The plaintiff's accident occurred on the platform of the defendant's subway station at Harvard Square, where she had changed from a subway train to take a car for Arlington Heights. There was evidence that a large crowd of people was on the platform. In the first part of her testimony in stating the cause of the accident she said that, as the people were trying to get on the car she desired to take, the conductor operated the brakes which closed the door saying "That will be all"; that a stout gentleman just ahead of her was boarding the car and the conductor with great force virtually pushed him off, in closing the door, and this man fell back on to the plaintiff causing her to fall. After the plaintiff's attention had been directed to a signed statement previously made by her, she finally testified, in cross-examination, that the fact was that the crowd had knocked her down before the man came off the steps, and that she did not know the conductor pushed him, although he moved his hand toward the man; that whatever may have been the facts to which she previously had testified, she could not say that the conductor pushed the man off the car; that what caused her to fall was either somebody in the crowd or the force of the crowd. There was testimony tending to show that on the night of the accident the crowd was pushing, boisterous, turbulent and making considerable noise. Testimony was introduced to the effect that there was always a large crowd and a scramble for cars at about the hour of the plaintiff's accident; that guards had to take care of the crowd and had to tell the operators when to close the doors; that the crowd is never "easy" during the rush hour, and there is always jostling and pushing and more or less talk.
The plaintiff contends that, having made inconsistent statements as to the cause of her accident, the jury could believe either one of them, and that the question whether the conductor caused her injury by pushing a man from the car should have been submitted to the jury. But the case comes within the principle of the decisions which hold that when a party after making inconsistent statements finally adopts as the truth one of those statements, the party is bound by the testimony thus adopted. Sullivan v. Boston Elevated Railway, 224 Mass. 405. Latus v. Boston Elevated Railway, 261 Mass. 233.

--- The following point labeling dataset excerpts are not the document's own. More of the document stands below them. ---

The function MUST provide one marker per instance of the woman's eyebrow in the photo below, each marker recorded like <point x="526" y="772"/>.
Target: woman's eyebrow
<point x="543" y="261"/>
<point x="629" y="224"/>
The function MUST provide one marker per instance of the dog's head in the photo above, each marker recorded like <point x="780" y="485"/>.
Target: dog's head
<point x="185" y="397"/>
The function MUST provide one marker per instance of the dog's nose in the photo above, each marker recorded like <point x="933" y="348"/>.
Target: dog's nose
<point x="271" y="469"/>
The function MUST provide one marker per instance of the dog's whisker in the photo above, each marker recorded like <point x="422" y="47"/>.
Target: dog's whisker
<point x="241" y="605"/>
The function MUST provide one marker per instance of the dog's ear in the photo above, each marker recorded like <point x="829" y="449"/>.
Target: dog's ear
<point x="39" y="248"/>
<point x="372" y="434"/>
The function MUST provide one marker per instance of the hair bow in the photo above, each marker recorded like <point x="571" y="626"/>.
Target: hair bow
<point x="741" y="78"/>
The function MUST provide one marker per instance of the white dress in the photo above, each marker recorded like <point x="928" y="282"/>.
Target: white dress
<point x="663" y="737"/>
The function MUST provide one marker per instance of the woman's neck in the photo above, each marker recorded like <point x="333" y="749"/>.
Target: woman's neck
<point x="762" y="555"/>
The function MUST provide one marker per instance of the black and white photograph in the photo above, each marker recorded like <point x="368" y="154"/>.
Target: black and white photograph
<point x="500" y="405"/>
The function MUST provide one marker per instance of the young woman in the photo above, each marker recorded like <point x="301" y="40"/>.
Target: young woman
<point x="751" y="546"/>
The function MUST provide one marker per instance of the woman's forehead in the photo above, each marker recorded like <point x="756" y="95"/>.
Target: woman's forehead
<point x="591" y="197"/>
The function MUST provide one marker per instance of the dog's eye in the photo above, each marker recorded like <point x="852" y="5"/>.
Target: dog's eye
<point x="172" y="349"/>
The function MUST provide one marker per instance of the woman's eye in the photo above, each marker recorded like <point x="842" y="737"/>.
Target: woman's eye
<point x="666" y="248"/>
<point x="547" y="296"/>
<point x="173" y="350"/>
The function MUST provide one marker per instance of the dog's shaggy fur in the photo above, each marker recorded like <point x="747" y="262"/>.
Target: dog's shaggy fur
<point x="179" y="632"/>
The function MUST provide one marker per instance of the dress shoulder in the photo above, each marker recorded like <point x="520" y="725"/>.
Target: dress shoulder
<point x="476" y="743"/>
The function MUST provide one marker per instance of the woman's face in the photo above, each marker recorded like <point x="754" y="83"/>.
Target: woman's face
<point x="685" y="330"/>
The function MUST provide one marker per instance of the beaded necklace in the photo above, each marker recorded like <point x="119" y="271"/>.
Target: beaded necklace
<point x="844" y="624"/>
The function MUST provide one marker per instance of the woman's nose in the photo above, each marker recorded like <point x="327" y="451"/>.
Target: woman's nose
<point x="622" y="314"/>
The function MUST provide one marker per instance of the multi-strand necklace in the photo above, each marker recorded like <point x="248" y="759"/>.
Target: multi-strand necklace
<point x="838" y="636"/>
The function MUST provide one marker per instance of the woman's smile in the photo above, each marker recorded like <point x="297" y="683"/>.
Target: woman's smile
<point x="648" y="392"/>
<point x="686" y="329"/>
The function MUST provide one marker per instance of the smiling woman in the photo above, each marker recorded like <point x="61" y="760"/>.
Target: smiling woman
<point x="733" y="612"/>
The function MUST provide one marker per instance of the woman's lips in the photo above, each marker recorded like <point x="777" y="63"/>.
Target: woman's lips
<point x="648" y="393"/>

Upon the plaintiff's final statement as to what occurred, there could be no liability based upon the act of the conductor. It has been decided in several cases that the facts, that a subway station is crowded with people pushing and hurrying to enter cars and that similar conditions had obtained at other times, are not sufficient to establish negligence. In the case at bar there was no evidence of violence or boisterous conduct on the part of the crowd on previous occasions, and the jury could not have found that the defendant had notice that there would be such conduct on the night in question. Stanley v. Boston Elevated Railway, 248 Mass. 494. Alward v. Boston Elevated Railway, 250 Mass. 244. Dullea v. Boston Elevated Railway, 251 Mass. 56.
Judgment for defendant on the verdict.